Getting on priority list for bypass pleases city

Taneytown has long sought road

October 02, 2005|By SHERIDAN LYONS | SHERIDAN LYONS,SUN REPORTER

Taneytown officials say they were pleased to learn that Carroll County officials have put a long-planned town bypass back on the priority list for state road projects.

"That's an appropriate reaction," said Steven C. Horn, county director of planning, noting that the priority list is the first step in a long process. "It's been part of the county's wish list for over 20 years."

"We're back on the list," said Mayor W. Robert Flickinger. "We call it an `extension.' Don't say `bypass.'"

Nancy B. McCormick, Taneytown's director of economic development, said she calls it "an accessor or connector, not a bypass. ... Bypass is a dirty word in Annapolis."

Whatever it's called, the three-plus miles of road would divert traffic west of downtown, Horn said. The first leg exists: Antrim Boulevard, which extends off the traffic circle on Route 140, southeast of town, and ends at Trevanion Road.

The proposed route would continue Antrim Boulevard across Trevanion Road and curve north, crossing Francis Scott Key Highway (Route 194) before connecting back to Route 140 northwest of town, he said.

"It creates economic development opportunities," Horn said, because it would give road access to industrially zoned land and relief for congestion on Baltimore Street, Taneytown's main road.

"It would provide an opportunity for heavier truck traffic to avoid main street and the historic properties that front on Baltimore Street," he said, noting that Taneytown has a downtown beautification project under way.

McCormick said having traffic bypass downtown wouldn't hurt merchants but would open access to potential industrial sites.

"This is a good thing," McCormick said, and the city wants to help. "The state is kind of looking at things that are a little new, partnerships with counties [or] a developer who is affected by the connector or bypass - or whatever you call it."

Flickinger said, "If we could get the people to donate the land, we could keep the price down. One man said he would donate, because he'd get more for his property" with the road access.

McCormick said the town has some of the largest industrial property that is undeveloped in the county.
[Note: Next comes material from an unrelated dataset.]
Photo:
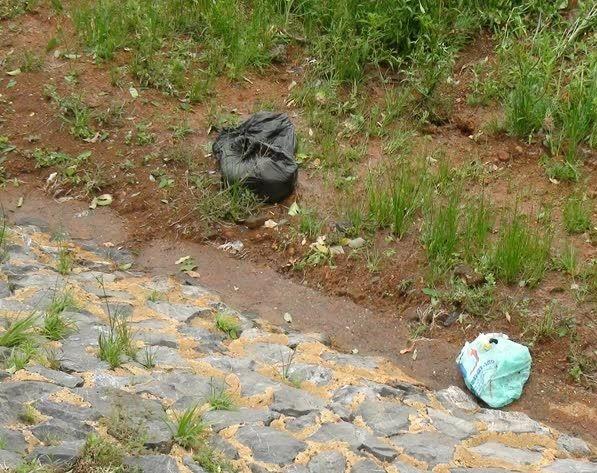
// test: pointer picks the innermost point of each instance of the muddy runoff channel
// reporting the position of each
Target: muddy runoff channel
(260, 290)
"This access road would open that up, this land that is now landlocked," she said, but cautioned that "making the list is a first step, then that list goes to the state. There has not even been any planning."
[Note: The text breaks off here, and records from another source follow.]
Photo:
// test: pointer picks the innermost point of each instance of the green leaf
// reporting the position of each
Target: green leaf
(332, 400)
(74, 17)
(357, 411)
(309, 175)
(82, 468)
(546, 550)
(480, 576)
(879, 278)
In 2004, the State Highway Administration counted 5.2 cars per minute in the city square in a 12-hour period, she said. Traffic through Taneytown is likely to increase if proposed casinos open in Gettysburg, Pa.

"You know what that's going to do to our traffic: up through Westminster, on 194, from Emmitsburg," she said.

The current $3.2 million street renovation project will add left turn lanes at all four roads in the square, she said. The project runs from the traffic circle on Route 140 to a little past Memorial Park and encompasses improvements for a short stretch of Frederick and York streets, she said. It also includes sidewalks, road resurfacing, street lights and "curb extensions" to narrow lanes, calming traffic.

As for a bypass, Horn said, there are no cost estimates. He said the commissioners were "only looking for planning recognition - the first step" - in the annual priority letter sent to the secretary of transportation."Putting it on the priority list makes it eligible for funding in the future."